Alex verstand mich und trat vorsichtig ins Zimmer ein. „Wie fühlst du dich?”, wollte mein Bruder wissen und blickte besorgt auf mich hinab, als er neben dem Bett zu stehen kam.
„Meine Arme und Beine tun unfassbar weh! Jede Bewegung verursacht mir Schmerzen. Ich habe das Gefühl, dass es seit meiner Rückkehr noch schlimmer geworden ist,” antwortete ich ihm im Flüsterton. Das Sprechen fiel mir heute schon etwas leichter. Die Rauigkeit in meinem Hals war weniger geworden.

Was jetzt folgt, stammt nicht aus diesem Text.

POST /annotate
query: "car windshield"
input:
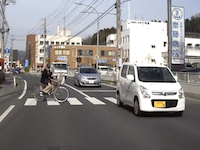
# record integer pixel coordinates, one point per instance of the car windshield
(87, 70)
(60, 66)
(155, 74)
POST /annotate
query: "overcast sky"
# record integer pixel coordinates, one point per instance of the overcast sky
(26, 16)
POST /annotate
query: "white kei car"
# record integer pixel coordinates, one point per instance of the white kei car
(149, 88)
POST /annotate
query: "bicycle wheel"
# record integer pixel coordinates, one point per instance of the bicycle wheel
(61, 94)
(38, 94)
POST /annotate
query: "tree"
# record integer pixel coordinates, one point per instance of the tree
(87, 40)
(92, 40)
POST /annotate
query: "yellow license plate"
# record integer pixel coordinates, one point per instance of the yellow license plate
(160, 104)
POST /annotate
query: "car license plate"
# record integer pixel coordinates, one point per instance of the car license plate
(91, 81)
(159, 104)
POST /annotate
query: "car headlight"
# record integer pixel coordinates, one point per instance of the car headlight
(83, 78)
(181, 93)
(145, 92)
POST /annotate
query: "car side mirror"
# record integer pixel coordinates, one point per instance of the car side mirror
(176, 78)
(130, 77)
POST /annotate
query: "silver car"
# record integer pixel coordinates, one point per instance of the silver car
(87, 76)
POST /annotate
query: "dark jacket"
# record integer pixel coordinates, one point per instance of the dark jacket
(46, 76)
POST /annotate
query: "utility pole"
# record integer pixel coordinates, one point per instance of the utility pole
(118, 47)
(2, 27)
(64, 27)
(44, 42)
(11, 52)
(169, 27)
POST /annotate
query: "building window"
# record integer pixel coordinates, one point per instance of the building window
(41, 50)
(103, 53)
(165, 44)
(66, 52)
(41, 58)
(58, 52)
(41, 42)
(111, 53)
(85, 52)
(189, 45)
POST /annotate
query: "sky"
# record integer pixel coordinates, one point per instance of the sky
(27, 16)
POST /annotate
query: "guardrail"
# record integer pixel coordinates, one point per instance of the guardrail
(188, 77)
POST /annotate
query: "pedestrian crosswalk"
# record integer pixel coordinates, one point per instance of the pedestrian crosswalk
(72, 101)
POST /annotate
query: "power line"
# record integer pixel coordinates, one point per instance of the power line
(80, 15)
(91, 24)
(68, 5)
(85, 16)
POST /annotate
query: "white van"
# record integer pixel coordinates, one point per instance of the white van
(149, 88)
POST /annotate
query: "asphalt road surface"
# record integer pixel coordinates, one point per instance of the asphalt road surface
(90, 120)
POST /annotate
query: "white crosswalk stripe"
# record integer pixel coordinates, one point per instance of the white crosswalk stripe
(72, 101)
(111, 99)
(52, 102)
(95, 101)
(30, 102)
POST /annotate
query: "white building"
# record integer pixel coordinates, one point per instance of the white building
(63, 37)
(145, 41)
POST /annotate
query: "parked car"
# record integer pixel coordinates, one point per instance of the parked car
(87, 76)
(149, 88)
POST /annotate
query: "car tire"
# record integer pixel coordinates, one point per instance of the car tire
(119, 102)
(136, 108)
(179, 114)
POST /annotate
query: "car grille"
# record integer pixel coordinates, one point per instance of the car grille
(169, 103)
(164, 93)
(91, 78)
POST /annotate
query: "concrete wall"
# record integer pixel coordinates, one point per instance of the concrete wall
(191, 90)
(2, 76)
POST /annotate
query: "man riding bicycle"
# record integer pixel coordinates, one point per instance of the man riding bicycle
(46, 78)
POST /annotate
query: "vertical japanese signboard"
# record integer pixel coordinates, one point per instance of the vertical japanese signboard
(178, 35)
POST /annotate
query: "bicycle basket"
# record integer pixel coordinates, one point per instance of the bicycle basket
(62, 81)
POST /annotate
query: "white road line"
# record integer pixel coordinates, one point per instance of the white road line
(30, 102)
(52, 102)
(113, 86)
(95, 101)
(111, 99)
(77, 91)
(98, 91)
(6, 113)
(24, 91)
(74, 101)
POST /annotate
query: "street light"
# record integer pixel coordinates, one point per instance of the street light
(97, 49)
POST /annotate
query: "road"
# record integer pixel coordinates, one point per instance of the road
(90, 120)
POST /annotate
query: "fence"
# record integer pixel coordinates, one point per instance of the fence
(188, 77)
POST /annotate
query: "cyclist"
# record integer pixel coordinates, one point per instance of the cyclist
(45, 79)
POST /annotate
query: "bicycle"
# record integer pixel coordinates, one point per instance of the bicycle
(56, 87)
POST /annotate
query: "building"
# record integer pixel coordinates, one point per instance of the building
(35, 45)
(87, 53)
(21, 57)
(145, 41)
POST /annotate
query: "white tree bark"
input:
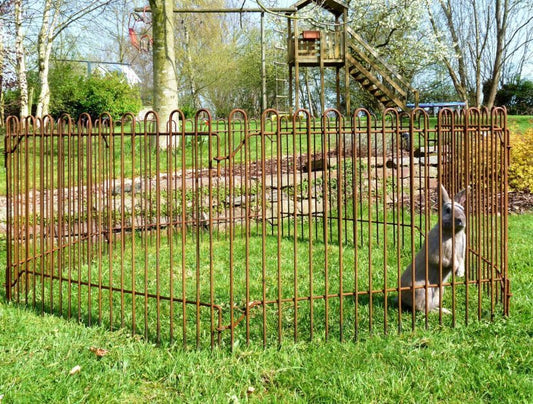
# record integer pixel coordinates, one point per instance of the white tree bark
(44, 46)
(53, 23)
(20, 56)
(165, 74)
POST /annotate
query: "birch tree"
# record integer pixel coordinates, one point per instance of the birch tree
(164, 61)
(20, 57)
(485, 37)
(57, 16)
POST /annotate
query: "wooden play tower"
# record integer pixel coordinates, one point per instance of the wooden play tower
(339, 47)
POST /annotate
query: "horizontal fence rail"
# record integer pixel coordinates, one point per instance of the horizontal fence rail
(224, 231)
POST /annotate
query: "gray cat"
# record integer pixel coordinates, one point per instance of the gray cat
(453, 259)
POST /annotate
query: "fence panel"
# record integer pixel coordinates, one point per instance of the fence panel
(231, 231)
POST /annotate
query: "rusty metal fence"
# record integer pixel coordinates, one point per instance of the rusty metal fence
(237, 230)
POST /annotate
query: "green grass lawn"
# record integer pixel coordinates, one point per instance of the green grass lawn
(476, 363)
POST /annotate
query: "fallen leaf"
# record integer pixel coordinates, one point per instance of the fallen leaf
(75, 369)
(98, 351)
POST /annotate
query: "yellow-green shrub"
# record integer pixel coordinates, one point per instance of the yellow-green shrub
(521, 167)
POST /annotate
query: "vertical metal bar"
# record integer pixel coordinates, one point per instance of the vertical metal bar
(183, 226)
(263, 219)
(279, 156)
(295, 235)
(170, 227)
(325, 143)
(133, 224)
(231, 227)
(12, 128)
(384, 190)
(158, 227)
(341, 173)
(369, 132)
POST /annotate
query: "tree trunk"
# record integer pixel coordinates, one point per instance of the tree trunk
(165, 74)
(2, 58)
(44, 50)
(502, 10)
(21, 60)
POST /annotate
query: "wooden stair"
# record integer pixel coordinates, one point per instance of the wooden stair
(376, 76)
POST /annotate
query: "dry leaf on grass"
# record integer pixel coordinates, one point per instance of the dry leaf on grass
(75, 369)
(98, 351)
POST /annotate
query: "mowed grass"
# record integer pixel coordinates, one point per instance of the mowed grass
(481, 362)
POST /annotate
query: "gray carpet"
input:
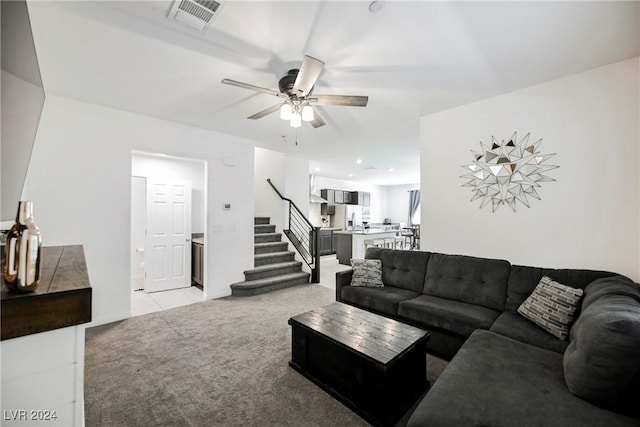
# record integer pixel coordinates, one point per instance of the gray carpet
(218, 362)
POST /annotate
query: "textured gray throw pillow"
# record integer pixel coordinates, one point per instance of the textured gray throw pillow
(552, 307)
(367, 272)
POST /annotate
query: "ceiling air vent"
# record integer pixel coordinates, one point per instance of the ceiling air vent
(195, 13)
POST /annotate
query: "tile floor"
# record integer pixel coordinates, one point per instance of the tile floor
(144, 303)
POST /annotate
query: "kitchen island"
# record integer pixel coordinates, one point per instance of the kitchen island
(350, 244)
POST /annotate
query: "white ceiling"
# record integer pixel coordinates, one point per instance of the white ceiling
(410, 58)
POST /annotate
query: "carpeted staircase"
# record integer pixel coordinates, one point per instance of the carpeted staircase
(275, 267)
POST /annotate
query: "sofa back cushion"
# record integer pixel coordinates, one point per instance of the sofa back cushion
(523, 280)
(602, 362)
(401, 269)
(479, 281)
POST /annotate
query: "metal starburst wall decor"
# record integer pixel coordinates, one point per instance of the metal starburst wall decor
(507, 171)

Alex verzog skeptisch den Mund, offenbar unschlüssig, was er von meiner Aussage halten sollte. Er wandte den Blick von mir ab und starrte auf den Boden. Unsicher vergrub er die Hände in den Hosentaschen und zog vor Anspannung die Schultern nach oben. Ich war nicht gut darin, die Körpersprache anderer zu lesen, und daher fragte ich mich, was sein merkwürdiges Verhalten zu bedeuten hatte. „Deine Waffen sind allesamt wieder da,” teilte er mir mit, beugte sich plötzlich nach unten und hob etwas auf. Als er wieder hochkam, sah ich mein Schwert in seinen Händen liegen.
Wieder schossen mir die Tränen in die Augen. Es war eine übertriebene Reaktion und absolut albern, wegen einem Schwert in Tränen auszubrechen, aber ich liebte dieses Schmuckstück so sehr! Es war mein ständiger Begleiter gewesen, mein Freund und Helfer in der Dunkelheit. Ich wollte so gern meine Hand danach ausstrecken und es an mich drücken, aber als ich es versuchte, stockte mir der Atem vor Schmerzen, und ich gab es seufzend auf. Mürrisch starrte ich zur Zimmerdecke hinauf und fragte mich, wie es mit mir weitergehen sollte. Ob ich mich jemals wieder würde normal bewegen können? Vielleicht waren meine Muskeln einfach zu sehr verkümmert und erholten sich nie mehr von den Quälereien?
„Das wird schon wieder werden,” flüsterte Alex.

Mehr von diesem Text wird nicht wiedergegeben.